Member-states will have to work on building forests and other vegetation, important carbon-sinks.

The EU has just unveiled its ‘Fit for 55’ climate-action legislation. To a planet starved for meaningful climate action for decades, its scope would seem paradigm-setting. The legislation seeks to cut EU’s greenhouse gas emissions by 55% over the next decade. It talks of, among other measures, a ban on petrol and diesel cars by 2035, increasing the share of renewable energy in the bloc to 40% (from 1990 levels) by 2030, and, most important, a carbon-border tax to discourage carbon-intensive imports from countries with a heavy emission-footprint.
Member-states will have to work on building forests and other vegetation, important carbon-sinks. With fundamental changes in consumption, the EU is going “to ask a lot” of its citizens and industries. All of this is, without doubt, great on paper—the challenge for the bloc will be to get approval from member-states; this is estimated to take at least two years. But, the EU leadership has stated it as baldly as possible—this has to be done “to give humanity a fighting chance” and to prevent future generations from “fighting wars over water and food”. With a 2050 net zero goal, the EU, along with the US, is already being celebrated as the climate leader that the world so desperately needed.
Only, just between August 2019 and July 2020, 1.7 million hectares of the Amazonian rainforests were stripped for timber and creating space for rearing livestock—developed countries, including the EU, were large importers of the wood and meat produced. It is a similar story with deforestation in South East Asia that is linked palm-oil exports; the EU-27 accounts for 32% of India’s population, but imports 81% of the quantity that India, the largest palm-oil importer, does. So, when the EU talks of a carbon border tax as being central to its green action plan, it merely exacerbates the inequity that has become embedded in global climate talks. Not only does this leave developing nations in the lurch—and protects the EU’s polluting industries from competition overseas—it steers the climate-action agenda away from duly recognising historical roles, in favour of an ‘all hands on deck’ approach.
Even the net zero conversation and targets by developing nations show how iniquitous the apportioning of climate responsibility remains—former MNRE secretary Deepak Gupta has pointed out (bit.ly/2UjbhRH), global ‘net zero’ by 2050 doesn’t mean every country reaching net zero by that year; a more equitable approach would be historical emitters turning net zero much earlier to allow developing nations the carbon-space to grow and meaningfully reduce poverty. Juxtapose the cost of punishing large developing-economy carbon-emitters against EU’s proposal of protecting its own vulnerable households from large carbon-costs.
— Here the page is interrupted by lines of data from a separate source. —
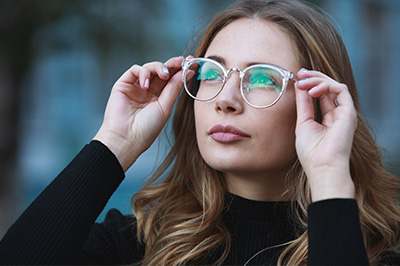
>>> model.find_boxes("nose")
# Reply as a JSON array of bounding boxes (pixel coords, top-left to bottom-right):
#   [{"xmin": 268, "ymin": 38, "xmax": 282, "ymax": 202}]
[{"xmin": 215, "ymin": 68, "xmax": 244, "ymax": 113}]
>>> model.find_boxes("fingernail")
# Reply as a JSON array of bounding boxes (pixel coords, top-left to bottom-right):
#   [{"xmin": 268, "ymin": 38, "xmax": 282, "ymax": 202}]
[
  {"xmin": 297, "ymin": 78, "xmax": 308, "ymax": 83},
  {"xmin": 163, "ymin": 67, "xmax": 169, "ymax": 75}
]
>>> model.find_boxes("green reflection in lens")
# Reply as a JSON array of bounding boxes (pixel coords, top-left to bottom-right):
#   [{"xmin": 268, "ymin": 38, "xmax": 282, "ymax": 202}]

The developed nations have defaulted on their commitment to fund to ‘green’ growth in developing economies; the deadline for Green Climate Fund’s target of mere $100 billion has been pushed from 2020 to 2025. In the run up to CoP 26 later this year, India—irrespective of how the EU’s carbon-border adjustment affects it—must work with other nations to ensure fair apportioning of climate-responsibilities. It is no doubt time for drastic action by all, but history also needs to inform the degree of ‘drastic’ that befalls individual nations.